[HN Gopher] Lord of the Ring(s): Side Channel Attacks on the CPU...
___________________________________________________________________
Lord of the Ring(s): Side Channel Attacks on the CPU On-Chip Ring
Interconnect
Author : nixgeek
Score : 179 points
Date : 2021-03-08 03:55 UTC (19 hours ago)
(HTM) web link (arxiv.org)
(TXT) w3m dump (arxiv.org)
| thu2111 wrote:
| I've read a lot of side channel papers like this one over the
| past few years. Here are some thoughts.
|
| Firstly, this new technique is probably not exploitable against
| 'real' cryptographic software. A very common technique in these
| papers that I see all the time these days is they attack obsolete
| versions of libgcrypt, because old versions of this relatively
| obscure crypto library aren't using constant time code. All
| modern and patched crypto implementations that people actually
| use would _not_ leak using this technique, as the paper admits at
| the end. And even libgcrypt was patched years ago. The version
| number cited in the papers never makes this clear - you have to
| look up the release history to realise this.
|
| Secondly, this paper is a bit unusual in the sheer number of
| steps that are simulated or otherwise simplified by e.g.

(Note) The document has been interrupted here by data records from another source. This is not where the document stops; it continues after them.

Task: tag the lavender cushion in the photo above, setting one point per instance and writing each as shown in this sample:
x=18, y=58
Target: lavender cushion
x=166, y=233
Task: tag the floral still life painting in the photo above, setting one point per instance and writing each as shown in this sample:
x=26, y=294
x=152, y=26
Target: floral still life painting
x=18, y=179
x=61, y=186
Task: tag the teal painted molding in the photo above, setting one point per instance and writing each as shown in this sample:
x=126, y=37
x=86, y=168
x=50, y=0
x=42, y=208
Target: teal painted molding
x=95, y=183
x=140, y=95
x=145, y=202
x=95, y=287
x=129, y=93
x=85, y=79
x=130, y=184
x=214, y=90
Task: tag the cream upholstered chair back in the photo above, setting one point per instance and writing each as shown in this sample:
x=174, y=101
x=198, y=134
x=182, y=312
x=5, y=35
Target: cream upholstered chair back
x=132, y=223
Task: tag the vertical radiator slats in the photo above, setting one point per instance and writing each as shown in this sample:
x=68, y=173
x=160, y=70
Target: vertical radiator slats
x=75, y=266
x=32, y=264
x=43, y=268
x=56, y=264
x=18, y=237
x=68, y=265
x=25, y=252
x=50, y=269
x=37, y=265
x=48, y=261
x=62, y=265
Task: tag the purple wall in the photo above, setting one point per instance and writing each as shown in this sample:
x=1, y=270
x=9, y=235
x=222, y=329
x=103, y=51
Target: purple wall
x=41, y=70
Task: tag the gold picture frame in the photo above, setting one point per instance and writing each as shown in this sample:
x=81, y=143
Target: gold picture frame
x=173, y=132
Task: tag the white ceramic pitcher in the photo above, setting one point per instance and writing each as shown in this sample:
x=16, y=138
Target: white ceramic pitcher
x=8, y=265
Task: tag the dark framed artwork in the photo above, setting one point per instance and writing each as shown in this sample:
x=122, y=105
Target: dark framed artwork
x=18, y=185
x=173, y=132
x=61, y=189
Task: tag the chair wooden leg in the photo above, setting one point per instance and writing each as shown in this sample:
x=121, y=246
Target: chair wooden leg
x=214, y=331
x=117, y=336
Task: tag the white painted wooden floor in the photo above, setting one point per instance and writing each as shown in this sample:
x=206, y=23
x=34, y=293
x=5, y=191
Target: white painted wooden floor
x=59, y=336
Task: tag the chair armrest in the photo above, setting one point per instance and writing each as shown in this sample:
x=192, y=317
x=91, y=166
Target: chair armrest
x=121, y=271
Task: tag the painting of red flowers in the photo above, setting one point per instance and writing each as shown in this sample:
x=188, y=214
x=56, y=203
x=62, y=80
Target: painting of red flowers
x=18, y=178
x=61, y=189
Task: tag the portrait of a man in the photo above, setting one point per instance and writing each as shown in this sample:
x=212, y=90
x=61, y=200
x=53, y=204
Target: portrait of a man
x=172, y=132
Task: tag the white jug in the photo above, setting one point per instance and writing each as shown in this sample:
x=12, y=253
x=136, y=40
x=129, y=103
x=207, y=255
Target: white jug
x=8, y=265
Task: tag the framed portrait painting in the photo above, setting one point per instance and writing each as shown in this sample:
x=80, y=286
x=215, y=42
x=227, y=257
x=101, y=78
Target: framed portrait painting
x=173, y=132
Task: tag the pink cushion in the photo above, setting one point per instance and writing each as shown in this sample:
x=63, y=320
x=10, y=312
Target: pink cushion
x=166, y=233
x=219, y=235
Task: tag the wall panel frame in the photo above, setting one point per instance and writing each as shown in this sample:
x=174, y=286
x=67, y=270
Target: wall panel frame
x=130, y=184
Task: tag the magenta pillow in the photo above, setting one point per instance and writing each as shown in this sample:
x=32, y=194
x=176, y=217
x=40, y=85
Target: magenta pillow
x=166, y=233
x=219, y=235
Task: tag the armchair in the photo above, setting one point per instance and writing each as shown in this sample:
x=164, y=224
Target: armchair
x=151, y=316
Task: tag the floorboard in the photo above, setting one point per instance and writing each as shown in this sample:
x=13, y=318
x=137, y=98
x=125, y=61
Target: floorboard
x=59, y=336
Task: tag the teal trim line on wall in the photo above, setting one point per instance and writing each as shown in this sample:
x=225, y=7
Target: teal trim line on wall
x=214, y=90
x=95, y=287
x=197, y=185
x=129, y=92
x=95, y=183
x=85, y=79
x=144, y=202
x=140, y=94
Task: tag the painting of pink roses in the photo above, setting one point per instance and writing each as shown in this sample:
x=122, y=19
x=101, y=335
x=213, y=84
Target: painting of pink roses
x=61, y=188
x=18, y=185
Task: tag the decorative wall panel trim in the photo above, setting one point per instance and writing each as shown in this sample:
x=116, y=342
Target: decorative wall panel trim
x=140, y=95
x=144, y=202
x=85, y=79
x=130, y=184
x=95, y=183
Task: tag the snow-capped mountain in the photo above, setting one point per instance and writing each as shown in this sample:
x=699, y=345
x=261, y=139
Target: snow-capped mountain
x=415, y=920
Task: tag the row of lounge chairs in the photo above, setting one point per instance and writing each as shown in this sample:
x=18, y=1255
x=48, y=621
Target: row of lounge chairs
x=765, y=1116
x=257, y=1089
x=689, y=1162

| requiring root. It's got some work to do before it's usable
| outside of lab condition demonstrations.
|
| OK, so the crypto attack is theoretical and wouldn't work in real
| life, but what about the ability to extract passwords from typing
| patterns? Well, if we read that part of the paper carefully we
| can see a rather massive caveat: all it takes is 2 threads doing
| stuff in the background and the signal is drowned in noise. 4
| threads doing stuff cause the signal to be entirely lost. So
| there seems to be a simple mitigation and it's unclear that this
| would work at all on a server that's under even moderate load.
|
| Moreover, whilst a casual reader may get the impression they can
| extract passwords, they don't actually demonstrate that. Rather,
| they demonstrate what they claim is "a very distinguishable
| pattern" in ring contention triggered by keystrokes, with "zero
| false positives and zero false negatives". That sounds impressive
| but no information is given on what they're comparing against:
| what were the other events that were being tested here? The
| obvious question in my mind is how much of the signal they're
| seeing came from the actual keystroke vs output being printed to
| a terminal emulator, in which case, I'd expect to see potential
| FPs caused by any printing to the terminal. Their victim program
| doesn't merely monitor keystrokes but they are also echoed to the
| terminal - which is _not_ what happens during password input,
| where characters aren 't visible. This mock victim program is not
| much like a real password input program as a consequence.
|
| Overall it's a clever paper, but I find myself increasingly
| fatigued by this genre of research. They seem to have settled
| into a template:
|
| * Attack Intel, ignore everything else.
|
| * Make grand and scary sounding claims
|
| * Only demonstrate them against deliberately crippled victim
| programs in very artificial conditions.
|
| It's been a few years now and I don't think any Spectre attack
| has ever been spotted in the wild, mounted by real attackers.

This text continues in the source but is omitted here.